Photo upload experiment


  
Am learning photos must be
cropped to appear right side up 
So far so good


----------



## BlondeAverageReader (Mar 17, 2018)

Yes cropping is the answer to getting photos the right way up, l had the same problem.
Try putting more space between them as well so they don’t run into each other.
Love the dogs.


----------



## -xXx- (Mar 17, 2018)

permission to add to NaPo image prompt thread?


----------



## TuesdayEve (Mar 18, 2018)

Dear xXx,
I have an idea of what your request means but
does that include all or some of them and how
does that occur? If I have to transfer them, please
explain how and if you transfer them, yes you have
my permission to transfer to NaPo.

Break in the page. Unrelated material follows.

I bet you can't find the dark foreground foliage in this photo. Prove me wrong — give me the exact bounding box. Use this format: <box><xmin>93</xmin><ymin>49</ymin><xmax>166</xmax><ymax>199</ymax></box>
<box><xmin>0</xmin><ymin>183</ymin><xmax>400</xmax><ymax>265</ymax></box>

Thank you for
asking and showing an interest.


----------



## Firemajic (Mar 18, 2018)

I love your photos, especially the big spiral leaf.... you have a good eye for composition, and of course the canine melts me... lol.... those eyes!


----------



## TuesdayEve (Mar 18, 2018)

I do just about everything on my phone but the best
shots are from my iPad. The phone pics are blurry 
when enlarged... Also, an interesting point, the photos
will not transfer to WF with cellular data only through
a wifi connection.


----------



## TuesdayEve (Mar 18, 2018)

Thanks Fire, that  shot is one of those that looks good 
from any angle. It's actually turned sideways


----------



## -xXx- (Mar 18, 2018)

TuesdayEve said:


> Dear xXx,
> I have an idea of what your request means but
> does that include all or some of them and how
> does that occur? If I have to transfer them, please
> ...



NaPoWriMo forum->NaPoWriMo prompts (tacked)
post #9

i link to the image thread, not one image.
sometimes the inspiration is in several images,
or notes about an image or dialogue.

make link on my next forum visit?
pls.n.thx


----------



## TuesdayEve (Mar 18, 2018)

Yes could you? Because I don't know how yet. Thx


----------



## TuesdayEve (Mar 24, 2018)

These were a few shots from Puerto Rico as were a couple
from the top of the thread.

 
These are just a some I found interesting.


----------



## HCole2576 (Mar 27, 2018)

Love your pictures. Really liked the one with the purple flowers in it. 

HCole2576


----------